Innovation

Inside The Machine: Hewlett Packard Labs mission to remake computing

Hewlett Packard Labs reveals the progress it's making in its attempt to reinvent computing for the era of big data.

martin-fink.png
Hewlett Packard Labs CTO and director Martin Fink at HPE Discover in London
Image: HPE
While the power of modern computers dwarves that of their ancestors, the design of today's digital devices is still bound by that of the earliest, room-sized machines.

Hewlett Packard Enterprise (HPE) wants to remove these decades-old constraints on how machines store data and in doing so create a computer able to handle tasks vastly more complex than is possible today.

HPE is building what it calls The Machine, a system it hopes will be able to store and retrieve huge amounts of data far more rapidly than is currently feasible.

Director of Hewlett Packard Labs Martin Fink describes what such a machine would be capable of - giving the example of how it could resolve surprisingly complex everyday problems, such as there being no available airport gates when your plane lands early.

"You think to yourself 'How hard could this be, just turn the plane and park', because you look out the window and there's plenty of open gates," he told the recent HPE Discover event in London.

"The reality is this is an extremely hard problem to orchestrate.

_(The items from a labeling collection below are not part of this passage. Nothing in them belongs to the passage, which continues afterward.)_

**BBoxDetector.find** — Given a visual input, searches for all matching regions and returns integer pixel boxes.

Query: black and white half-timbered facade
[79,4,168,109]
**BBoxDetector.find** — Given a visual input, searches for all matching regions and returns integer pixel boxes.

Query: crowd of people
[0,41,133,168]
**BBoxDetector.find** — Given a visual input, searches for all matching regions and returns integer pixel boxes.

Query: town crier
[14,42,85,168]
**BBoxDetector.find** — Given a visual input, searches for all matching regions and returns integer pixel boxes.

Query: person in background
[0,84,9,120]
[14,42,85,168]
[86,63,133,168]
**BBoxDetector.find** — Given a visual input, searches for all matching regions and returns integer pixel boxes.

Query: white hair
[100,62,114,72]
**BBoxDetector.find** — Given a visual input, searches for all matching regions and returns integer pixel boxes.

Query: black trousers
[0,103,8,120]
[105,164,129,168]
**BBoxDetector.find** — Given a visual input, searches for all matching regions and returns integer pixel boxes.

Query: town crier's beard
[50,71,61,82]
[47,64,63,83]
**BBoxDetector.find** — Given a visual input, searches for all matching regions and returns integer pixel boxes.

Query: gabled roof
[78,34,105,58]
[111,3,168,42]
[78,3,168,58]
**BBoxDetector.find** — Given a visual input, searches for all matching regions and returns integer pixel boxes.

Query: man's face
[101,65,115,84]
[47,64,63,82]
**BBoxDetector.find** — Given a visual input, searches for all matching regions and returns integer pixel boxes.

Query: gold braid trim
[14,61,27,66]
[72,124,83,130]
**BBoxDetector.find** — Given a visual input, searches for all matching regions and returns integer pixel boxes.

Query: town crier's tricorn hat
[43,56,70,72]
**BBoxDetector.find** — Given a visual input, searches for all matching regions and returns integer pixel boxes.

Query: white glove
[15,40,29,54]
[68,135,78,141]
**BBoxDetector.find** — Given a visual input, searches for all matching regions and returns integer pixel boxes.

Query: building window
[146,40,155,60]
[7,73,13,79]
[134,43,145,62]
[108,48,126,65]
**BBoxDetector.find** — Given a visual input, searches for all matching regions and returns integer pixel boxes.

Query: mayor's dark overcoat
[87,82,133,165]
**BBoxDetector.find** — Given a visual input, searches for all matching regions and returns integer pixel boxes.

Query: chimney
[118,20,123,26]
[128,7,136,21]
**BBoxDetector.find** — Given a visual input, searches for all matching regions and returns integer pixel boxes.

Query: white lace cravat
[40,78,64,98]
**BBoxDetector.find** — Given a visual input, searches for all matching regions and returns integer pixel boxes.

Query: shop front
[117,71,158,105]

But now what if you could take every pilot, every flight attendant, every single plane, every baggage handler, every handler for every gate, for every airport in the world and put it in memory all at the same time."

Getting passengers off a plane ahead of time is just one outcome that could be made possible were a machine able to store all these variables in a way that captures the relationship between them says Fink.

To achieve this goal Hewlett Packard Labs - the central research organization for HPE - wants The Machine to introduce a new architecture for computing, one that changes how machines store data. Today computers typically rely on small pools of memory from which they fetch and temporarily store data. This memory can be accessed rapidly but is typically limited in size. To store large amounts of data and retain it when the system is powered down, machines have to rely on hard disc or solid state storage, which is far slower to access than memory.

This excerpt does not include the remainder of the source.